And it has cloud SIM, which is essentially using logs and the workflows around that to diagnose security threats and remediate. And our theory was that we have all the data, have the metric traces and logs, we have the client environments and the world like happened in DevOps will eventually come together so that there’ll be significant use cases for developers and DevOps to use security. And so that’s how we start. We started this. I think that it’s we it’s been it’s a it’s a build, but there are also some very different things about the security business.
And then I’ll go to where we are. We have we have a a pretty good sized security business. It just is not as big as our infrastructure logs or metrics or APM. But essentially there is more centralized control that is more persistent in security budgets and security than there was in DevOps. It’s probably a number of years earlier than DevOps became.
Two, the CISO and that function tends to be a really protective gatekeeper. And three, it’s almost all sold through channels. So those are hurdles that are not just product hurdles to overcome. So we’ve been working in them on a number of ways. We do have a business that has had attach in that DevSecOps to handle certain use cases.
And we’re confident that that’s a good decision and that will grow over time. But we’re not resting there. I think we’re essentially working on developing the channels, developing the more centralized marketing, everything from being an RSA to having CISO summits. And then I think what we realized is that there’s a lot of synergies between logs, observability logs or logs and cloud SIM because the DNA and this is one of the reasons we got into the DNA that powers SIMs is really logs. And there’s been some big disruption in the market with the Splunk acquisition, etc.

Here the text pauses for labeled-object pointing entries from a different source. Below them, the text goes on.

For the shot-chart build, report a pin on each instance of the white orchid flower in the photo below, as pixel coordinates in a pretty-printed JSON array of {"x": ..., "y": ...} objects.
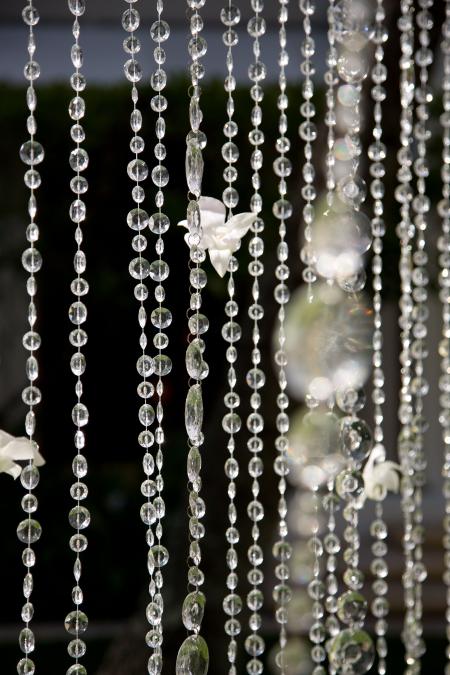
[
  {"x": 14, "y": 449},
  {"x": 220, "y": 236},
  {"x": 380, "y": 476}
]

So what we’re doing is we are focusing this year on how we can really accelerate that cloud and the products a little far along that cloud SIM use case. And we’re getting results. And so I think that’s a place where the intersection between the security logs and the observability logs is closer together than others. And so that’s a strategy we’re trying to deploy to accelerate our security business.
Koji Ikeda, Software Analyst, BofA: More specifically on the security side, can you tell us as much as you can what that security Salesforce looks like today? And how do they cross the hallway? And what I mean by that is, right, you got your IT ops buyer in one office and you got security guy in the other office and most often when we talk with users of Datadog we ask them about the security products they’re like love it and I say when are you, you know, how are you buying it? They’re like, I’m not. It’s this guy over here.

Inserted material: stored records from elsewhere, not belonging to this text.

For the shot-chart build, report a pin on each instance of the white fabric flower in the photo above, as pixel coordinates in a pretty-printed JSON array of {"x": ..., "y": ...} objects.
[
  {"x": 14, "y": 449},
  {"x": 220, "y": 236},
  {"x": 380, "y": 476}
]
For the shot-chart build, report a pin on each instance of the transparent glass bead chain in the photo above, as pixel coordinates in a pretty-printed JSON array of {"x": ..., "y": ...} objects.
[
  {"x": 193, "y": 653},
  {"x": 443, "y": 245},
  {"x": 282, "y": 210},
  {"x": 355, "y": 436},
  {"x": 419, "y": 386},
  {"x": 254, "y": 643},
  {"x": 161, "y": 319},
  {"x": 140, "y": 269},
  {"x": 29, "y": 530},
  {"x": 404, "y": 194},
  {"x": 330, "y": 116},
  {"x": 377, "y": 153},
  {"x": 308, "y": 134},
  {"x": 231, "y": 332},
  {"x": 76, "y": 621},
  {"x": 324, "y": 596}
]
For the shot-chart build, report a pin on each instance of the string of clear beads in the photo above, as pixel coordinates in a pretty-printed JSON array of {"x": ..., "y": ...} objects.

Definitely. So how are you crossing that hallway?
Dave Opsler, CFO, Datadog: Yes. I think that the place where we have succeeded is places which would be more cloud native where they’re closer together. So that but let’s leave that aside right now. What we’re trying to do is build from our champions in observability. What we are working on is developing use cases that are tangent.
I think the channel investment will help a lot. We’ve invested in sales engineers and product experts, but we have a generalist sales organization. I’ll deal with enterprise now and we have not yet developed a specialist sales organization and there are advantages and disadvantages. And I think Ali has always said that, you know, once we get the product maturity, like you said, well, your products, your products on par, it may be we have to have an overlay sales team or some other influence. I think channels will be pretty important to get to that constituency because you’re right, crossing the hall is not easy.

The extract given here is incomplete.